Soundlessly, Marra ordered the attack with a stab of her mace and went over the top of the rubble. The others followed close behind.
It was only a short sprint from the scattered ruins of Administration. Reaching the mages who were exchanging projectiles with the two crossbowmen on the temple roof would be a matter of moments. It didn’t matter.
The Earthbreaker reacted so quickly that he might as well have been expecting them. From his position behind the Waystone, the most mana-starved point in the entire Splinter, he whirled around with a cry of “Behind us!” sweeping his right hand in a counter-clockwise arc north to south.

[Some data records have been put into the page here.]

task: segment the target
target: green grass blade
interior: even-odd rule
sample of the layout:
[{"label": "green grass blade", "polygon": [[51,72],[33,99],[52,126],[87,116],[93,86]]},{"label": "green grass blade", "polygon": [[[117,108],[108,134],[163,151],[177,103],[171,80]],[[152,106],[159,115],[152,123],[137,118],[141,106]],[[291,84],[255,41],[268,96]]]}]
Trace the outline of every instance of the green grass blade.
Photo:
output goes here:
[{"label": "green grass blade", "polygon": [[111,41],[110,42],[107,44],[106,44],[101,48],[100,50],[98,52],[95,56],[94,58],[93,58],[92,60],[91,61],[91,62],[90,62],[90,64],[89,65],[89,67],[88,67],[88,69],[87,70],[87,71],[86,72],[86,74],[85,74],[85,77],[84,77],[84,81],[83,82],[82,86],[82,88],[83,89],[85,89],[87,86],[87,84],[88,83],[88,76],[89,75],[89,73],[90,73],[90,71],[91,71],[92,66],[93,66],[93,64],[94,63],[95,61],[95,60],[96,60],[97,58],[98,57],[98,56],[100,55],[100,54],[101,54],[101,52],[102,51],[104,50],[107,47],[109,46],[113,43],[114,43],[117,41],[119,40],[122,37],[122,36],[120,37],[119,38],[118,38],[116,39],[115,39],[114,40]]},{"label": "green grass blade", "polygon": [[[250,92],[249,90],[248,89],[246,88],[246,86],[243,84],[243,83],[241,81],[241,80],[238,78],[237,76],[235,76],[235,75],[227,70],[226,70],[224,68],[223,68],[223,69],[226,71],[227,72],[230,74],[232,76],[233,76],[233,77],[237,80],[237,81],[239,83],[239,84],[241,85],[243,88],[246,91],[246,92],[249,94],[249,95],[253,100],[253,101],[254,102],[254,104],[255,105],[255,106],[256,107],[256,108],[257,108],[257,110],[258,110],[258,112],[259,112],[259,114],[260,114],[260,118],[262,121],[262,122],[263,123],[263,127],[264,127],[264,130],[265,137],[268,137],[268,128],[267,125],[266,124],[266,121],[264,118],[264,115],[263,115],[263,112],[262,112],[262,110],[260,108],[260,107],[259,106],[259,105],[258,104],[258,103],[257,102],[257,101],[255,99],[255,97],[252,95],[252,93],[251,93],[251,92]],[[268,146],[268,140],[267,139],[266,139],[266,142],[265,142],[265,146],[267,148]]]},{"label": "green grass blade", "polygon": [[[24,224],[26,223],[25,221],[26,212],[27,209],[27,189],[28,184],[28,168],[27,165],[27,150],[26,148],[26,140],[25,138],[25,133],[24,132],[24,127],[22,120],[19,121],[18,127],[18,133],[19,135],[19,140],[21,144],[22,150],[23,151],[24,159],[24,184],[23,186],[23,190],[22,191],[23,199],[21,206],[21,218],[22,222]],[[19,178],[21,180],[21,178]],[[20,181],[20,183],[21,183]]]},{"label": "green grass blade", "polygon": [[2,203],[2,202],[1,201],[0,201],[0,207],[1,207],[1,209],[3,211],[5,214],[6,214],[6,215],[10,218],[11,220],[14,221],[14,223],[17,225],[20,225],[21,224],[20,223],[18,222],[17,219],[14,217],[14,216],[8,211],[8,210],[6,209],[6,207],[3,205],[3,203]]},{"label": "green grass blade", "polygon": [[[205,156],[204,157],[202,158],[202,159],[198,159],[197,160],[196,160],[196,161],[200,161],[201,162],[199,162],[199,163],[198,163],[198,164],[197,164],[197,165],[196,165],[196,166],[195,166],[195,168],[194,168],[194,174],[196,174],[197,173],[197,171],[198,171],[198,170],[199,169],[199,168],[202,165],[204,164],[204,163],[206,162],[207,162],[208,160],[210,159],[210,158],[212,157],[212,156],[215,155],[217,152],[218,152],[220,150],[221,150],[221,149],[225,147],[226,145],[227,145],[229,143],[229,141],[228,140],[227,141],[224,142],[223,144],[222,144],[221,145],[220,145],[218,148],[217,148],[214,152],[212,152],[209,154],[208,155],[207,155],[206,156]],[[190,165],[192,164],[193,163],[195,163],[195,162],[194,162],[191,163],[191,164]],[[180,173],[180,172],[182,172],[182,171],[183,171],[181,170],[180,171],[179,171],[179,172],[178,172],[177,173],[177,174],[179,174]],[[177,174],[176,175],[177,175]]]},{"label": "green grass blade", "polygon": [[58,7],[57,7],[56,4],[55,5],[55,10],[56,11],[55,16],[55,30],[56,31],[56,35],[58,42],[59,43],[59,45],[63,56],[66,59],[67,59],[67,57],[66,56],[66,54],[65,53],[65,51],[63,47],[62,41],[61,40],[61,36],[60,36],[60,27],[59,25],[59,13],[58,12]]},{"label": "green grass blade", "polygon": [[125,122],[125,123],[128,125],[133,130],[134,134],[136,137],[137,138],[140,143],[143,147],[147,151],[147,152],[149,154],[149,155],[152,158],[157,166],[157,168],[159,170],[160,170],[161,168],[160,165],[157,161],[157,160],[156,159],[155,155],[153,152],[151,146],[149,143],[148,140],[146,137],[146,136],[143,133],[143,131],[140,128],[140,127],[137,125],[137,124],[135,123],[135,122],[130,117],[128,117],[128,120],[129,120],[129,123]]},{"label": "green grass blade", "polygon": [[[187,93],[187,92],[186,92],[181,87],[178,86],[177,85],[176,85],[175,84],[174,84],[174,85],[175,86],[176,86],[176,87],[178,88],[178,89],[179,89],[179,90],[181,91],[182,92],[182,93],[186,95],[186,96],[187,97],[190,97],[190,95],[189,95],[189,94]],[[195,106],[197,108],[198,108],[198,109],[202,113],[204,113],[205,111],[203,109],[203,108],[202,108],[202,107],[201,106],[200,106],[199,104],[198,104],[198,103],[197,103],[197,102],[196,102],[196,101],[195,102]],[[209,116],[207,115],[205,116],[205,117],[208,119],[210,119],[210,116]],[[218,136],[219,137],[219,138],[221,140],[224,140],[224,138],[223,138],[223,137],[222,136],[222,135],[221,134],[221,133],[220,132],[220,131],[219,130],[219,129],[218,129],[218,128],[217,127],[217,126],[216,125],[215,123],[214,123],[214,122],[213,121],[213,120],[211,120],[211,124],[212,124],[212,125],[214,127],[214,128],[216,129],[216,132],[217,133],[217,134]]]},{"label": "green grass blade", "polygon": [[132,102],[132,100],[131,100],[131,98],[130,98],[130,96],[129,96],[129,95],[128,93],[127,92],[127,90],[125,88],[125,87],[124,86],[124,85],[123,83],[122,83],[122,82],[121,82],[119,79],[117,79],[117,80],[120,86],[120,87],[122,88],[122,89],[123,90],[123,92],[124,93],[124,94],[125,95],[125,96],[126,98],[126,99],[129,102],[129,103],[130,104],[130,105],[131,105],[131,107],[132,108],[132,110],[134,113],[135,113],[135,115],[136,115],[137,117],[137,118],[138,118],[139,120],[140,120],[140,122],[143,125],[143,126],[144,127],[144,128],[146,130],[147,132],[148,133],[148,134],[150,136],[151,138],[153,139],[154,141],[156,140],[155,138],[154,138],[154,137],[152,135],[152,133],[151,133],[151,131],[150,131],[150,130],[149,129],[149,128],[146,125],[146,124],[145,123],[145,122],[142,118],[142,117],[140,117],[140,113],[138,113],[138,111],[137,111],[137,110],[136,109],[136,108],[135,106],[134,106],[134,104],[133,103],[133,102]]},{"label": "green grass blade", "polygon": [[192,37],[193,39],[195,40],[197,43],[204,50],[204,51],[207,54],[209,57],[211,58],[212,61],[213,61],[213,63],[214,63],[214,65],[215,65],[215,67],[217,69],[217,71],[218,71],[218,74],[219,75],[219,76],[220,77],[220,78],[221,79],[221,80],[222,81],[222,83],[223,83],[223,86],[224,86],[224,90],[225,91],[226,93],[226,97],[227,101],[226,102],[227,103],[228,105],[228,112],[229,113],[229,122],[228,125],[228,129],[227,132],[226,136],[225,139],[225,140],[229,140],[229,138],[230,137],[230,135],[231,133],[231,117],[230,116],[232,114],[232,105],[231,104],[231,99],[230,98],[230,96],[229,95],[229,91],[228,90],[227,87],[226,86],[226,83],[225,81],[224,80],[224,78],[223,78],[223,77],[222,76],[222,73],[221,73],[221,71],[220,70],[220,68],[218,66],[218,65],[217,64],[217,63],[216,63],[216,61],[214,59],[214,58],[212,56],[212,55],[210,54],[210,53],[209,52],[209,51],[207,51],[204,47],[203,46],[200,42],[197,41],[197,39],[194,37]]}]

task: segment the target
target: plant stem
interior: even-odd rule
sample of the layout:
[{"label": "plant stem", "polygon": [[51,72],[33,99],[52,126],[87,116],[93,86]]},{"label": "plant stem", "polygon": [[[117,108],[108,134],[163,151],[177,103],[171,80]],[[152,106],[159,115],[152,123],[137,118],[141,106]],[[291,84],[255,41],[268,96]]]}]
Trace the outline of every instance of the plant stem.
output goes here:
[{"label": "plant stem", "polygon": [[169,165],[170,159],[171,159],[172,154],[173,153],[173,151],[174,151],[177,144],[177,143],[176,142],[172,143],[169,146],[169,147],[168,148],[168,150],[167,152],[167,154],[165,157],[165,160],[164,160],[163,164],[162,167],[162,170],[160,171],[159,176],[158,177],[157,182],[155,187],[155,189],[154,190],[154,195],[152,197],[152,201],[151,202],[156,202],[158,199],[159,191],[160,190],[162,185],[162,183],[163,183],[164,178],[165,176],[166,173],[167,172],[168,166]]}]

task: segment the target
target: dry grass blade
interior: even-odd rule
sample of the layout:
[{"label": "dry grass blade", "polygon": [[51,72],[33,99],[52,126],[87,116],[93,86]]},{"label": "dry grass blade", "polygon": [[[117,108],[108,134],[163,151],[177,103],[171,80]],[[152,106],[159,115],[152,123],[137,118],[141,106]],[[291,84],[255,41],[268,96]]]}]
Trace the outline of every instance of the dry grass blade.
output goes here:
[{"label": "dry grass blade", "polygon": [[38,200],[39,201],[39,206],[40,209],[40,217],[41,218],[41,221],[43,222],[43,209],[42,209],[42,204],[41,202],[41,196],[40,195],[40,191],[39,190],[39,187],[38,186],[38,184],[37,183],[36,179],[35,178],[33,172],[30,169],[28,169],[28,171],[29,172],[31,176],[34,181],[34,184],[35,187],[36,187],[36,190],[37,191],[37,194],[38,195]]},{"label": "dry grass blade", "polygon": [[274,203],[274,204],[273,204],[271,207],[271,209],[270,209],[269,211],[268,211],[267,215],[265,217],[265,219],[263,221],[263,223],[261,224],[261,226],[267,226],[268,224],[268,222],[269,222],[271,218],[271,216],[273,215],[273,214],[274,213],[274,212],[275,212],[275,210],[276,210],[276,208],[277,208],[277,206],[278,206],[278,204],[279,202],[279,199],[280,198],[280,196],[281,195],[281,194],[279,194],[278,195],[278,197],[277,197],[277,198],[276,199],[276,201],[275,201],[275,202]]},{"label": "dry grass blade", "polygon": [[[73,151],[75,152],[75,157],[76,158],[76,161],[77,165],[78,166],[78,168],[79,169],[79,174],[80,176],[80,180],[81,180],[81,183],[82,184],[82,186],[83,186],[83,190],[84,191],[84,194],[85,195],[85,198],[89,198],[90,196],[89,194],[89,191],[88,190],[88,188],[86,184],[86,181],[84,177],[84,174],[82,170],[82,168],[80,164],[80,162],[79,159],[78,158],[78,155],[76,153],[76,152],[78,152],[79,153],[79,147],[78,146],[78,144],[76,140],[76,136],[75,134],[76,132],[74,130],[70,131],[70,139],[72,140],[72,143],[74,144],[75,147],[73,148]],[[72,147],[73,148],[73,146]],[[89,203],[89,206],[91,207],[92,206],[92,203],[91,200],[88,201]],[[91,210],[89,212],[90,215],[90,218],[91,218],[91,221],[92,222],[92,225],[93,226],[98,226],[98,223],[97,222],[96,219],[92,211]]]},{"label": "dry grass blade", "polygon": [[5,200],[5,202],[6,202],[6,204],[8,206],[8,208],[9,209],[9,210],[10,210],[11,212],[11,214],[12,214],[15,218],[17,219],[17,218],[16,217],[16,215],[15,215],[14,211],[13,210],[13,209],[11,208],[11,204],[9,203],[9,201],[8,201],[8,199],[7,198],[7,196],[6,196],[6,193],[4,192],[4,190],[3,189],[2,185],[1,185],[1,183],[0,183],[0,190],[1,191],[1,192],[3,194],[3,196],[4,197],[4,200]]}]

In the line that his gesture traced across the square the cobbles exploded upward, and a dense hedge of inch-thick three-foot spikes of stone speared out, jutting crazily in every direction only feet in front of the charging Bluesky guild members.
Many of them had the reflexes to stop, or to jump. A few had the Attributes to make it count. Rayni threw herself sideways with a startled yelp, scrambling on hands and feet around the southern end of the hedge. Messy cleared the spikes, having leapt instinctively as soon as they began appearing and no doubt only making it thanks to the bonus Strength from her Class. She didn’t see what happened to Petra. The woman was stocky, but also strong. It could have gone either way.
At least a half-dozen of their number hit the spikes, either running into them or falling short with their jumps. When the Earth-mages on their side reacted and started clearing the spikes, making them crack and wither, they were a second too late. The damage was done, and the admirably silent charge devolved into screams of pain and fear.
Messy hit the ground running, stumbled once, turned it into a juke as the enemy mage ahead of her sent a trio of small stones her way, and kept running. The movement was almost entirely unconscious, and Messy felt a thrill at the smoothness of it, the grace with which she’d avoided the attack. It was almost entirely thanks to Instinct and Reflex, her Level 3 Duelist Ability, but she didn’t care. Her Class was as much a part of her as her arms and legs, and she’d never felt like this as a Jeweler. The things her Abilities let her do were no less real than what she could accomplish with thought and muscle, and in that small movement, in leaping that hedge and dodging those rocks that came flying at her from the darkness, she felt suddenly amazing. Invincible. Like how Ana must feel all the time.
Goddess, how she wished that Ana could see her now.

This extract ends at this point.